Microsoft To Acquire AT&T's Xandr

The long-expected sale of AT&T's Xandr programmatic advertising marketplace is finally coming about, and the buyer couldn't be more high-profile or high-powered. 

Microsoft, which has worked with Xandr for a decade, has agreed to buy the company for an undisclosed price.

The deal does not include the ad sales business that sells inventory for AT&T's DirecTV. AT&T spun off that business earlier in 2021 in a deal with TPG Capital.

AT&T has been spinning off "non-core" assets to reduce debt and generate cashflow for its mobile/broadband and perhaps streaming businesses.

Further, according to some reports, Xandr has been losing tens of millions of dollars per year. In July, Axios reported that AT&T was in talks to sell it to Indian ad-tech company InMobi.

Microsoft was an early adopter of Xandr’s server-side header bidding solution, Prebid Server Premium, using it to unify access to its inventory and streamline private marketplace buys of video and native through Monetize.

On the buy side, Microsoft has augmented its media spend through Xandr’s Invest DSP as one of its primary DSPs for marketing campaigns. 

In 2020, Xandr joined the Microsoft Audience Network, which serves Microsoft Audience Ads, the only native advertising solution built by its search platform, Microsoft Bing.

Xandr has integrated premium third-party supply in the network, giving buyers the ability to target Microsoft audiences at scale across premium international native supply through Monetize.

In July 2021, as part of a global contract renewal, Microsoft extended its use of Xandr's sell-side Monetize platform, increasing the marketing spend it runs through Xandr’s Invest DSP, and extended the Microsoft Audience Network demand platform to bid in Xandr’s Marketplace.

Microsoft also renewed its use of the company’s “Global Supply Evangelism” team, which sells advertising inventory in more than 100 countries. 

Microsoft uses Xandr technology to enable video and omnichannel programmatic advertising for Microsoft News, MSN, Outlook.com and other properties. 

As video ad budgets have expanded, Microsoft, which launched on Monetize with one video format in a single market, has expanded to three formats (including in-stream pre-roll and outstream in-article) in more than 60 markets.

"With Xandr's talent and technology, Microsoft can accelerate the delivery of its digital advertising and retail media solutions, shaping tomorrow's digital ad marketplace into one that respects consumer privacy preferences, understands publishers' relationships with consumers and helps advertisers meet their goals," said Mikhail Parakhin, president of Web Experiences at Microsoft, said in the acquisition announcement.

"Microsoft's shared vision of empowering a free and open web and championing an open industry alternative via a global advertising marketplace makes it a great fit for Xandr. We look forward to using our innovative platform to help accelerate Microsoft's digital advertising and retail media capabilities," said Mike Welch, Xandr executive vice president and general manager.

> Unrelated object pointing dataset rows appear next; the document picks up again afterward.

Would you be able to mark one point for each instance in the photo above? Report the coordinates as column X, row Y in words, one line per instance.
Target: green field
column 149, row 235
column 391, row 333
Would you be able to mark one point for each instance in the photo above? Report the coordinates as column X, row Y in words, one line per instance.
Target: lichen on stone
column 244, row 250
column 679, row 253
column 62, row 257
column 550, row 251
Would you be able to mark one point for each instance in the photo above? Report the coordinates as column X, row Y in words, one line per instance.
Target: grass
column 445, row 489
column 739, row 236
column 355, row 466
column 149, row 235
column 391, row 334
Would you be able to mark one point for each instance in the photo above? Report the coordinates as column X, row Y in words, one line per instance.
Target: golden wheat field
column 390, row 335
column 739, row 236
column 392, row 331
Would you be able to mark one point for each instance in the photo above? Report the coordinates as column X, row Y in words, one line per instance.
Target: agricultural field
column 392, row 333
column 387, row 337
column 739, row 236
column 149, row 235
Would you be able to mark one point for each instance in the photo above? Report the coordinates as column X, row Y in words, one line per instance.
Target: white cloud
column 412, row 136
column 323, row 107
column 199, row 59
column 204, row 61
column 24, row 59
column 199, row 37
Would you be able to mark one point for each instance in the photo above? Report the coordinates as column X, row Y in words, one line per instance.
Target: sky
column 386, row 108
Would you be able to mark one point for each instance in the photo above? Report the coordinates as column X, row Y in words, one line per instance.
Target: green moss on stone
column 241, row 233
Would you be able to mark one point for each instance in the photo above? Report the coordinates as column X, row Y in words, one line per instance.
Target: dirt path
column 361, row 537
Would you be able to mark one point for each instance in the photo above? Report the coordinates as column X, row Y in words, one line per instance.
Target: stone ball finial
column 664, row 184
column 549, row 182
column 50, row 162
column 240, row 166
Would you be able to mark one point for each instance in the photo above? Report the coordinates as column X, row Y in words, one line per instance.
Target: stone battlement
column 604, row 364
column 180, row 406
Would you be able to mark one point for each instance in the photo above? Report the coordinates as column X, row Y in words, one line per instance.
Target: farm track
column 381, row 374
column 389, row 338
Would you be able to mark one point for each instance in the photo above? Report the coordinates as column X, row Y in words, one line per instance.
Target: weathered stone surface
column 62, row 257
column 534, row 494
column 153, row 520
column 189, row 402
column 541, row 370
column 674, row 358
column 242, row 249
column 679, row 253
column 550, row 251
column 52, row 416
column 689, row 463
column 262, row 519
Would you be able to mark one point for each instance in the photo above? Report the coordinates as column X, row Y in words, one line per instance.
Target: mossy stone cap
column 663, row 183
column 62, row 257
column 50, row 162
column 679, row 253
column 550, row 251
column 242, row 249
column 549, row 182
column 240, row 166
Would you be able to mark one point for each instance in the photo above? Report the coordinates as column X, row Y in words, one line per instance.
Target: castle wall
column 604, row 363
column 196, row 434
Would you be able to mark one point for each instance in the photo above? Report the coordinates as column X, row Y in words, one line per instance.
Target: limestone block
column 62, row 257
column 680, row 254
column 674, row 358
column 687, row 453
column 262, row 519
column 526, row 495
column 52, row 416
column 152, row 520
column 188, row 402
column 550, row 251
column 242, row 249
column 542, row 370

The acquisition highlights Microsoft's goal of building an even deeper moat around its walled garden, in the opinion of Alistair Goodman, CEO and general manager of Ericcson ad-tech division Emodo. “The market is shifting towards full-stack, horizontally-integrated providers. A unified platform ensures smarter campaign optimization, and greater transparency and efficiency via a direct path between supply and demand.”

Microsoft knows that "first-party data will be crucial to successful ad tech plays in the future, and they have a ton of it,” notes Shiv Gupta, Managing Partner, U of Digital. Xandr will help Microsoft "monetize their O&O and search and LI and all of their data way more effectively than they currently can, through more direct access to supply and demand.” It will also give Microsoft "a shot" within CTV advertising, which is currently a weakness, and help them monetize Xbox, he adds. 

Microsoft "is not out of the battle for the living room, and to have a chance with Xbox -- which has a good install base -- they must have a play or at least a solution with ads," agrees Innovid CTO and co-founder Tal Chalozin.

But not everyone is convinced that the deal is a good one for Xandr or the industry.

“Microsoft has struggled in every digital media acquisition they’ve ever tried to make" -- including the Atlas DSP for which they paid $6.2 billion, then sold to Facebook for less than 1% of that original price, says Mike Woosley, COO at ad-tech data solutions company Lotame. "Maybe now that they own LinkedIn, they’ve had to reconsider digital media and are going to try it all over again."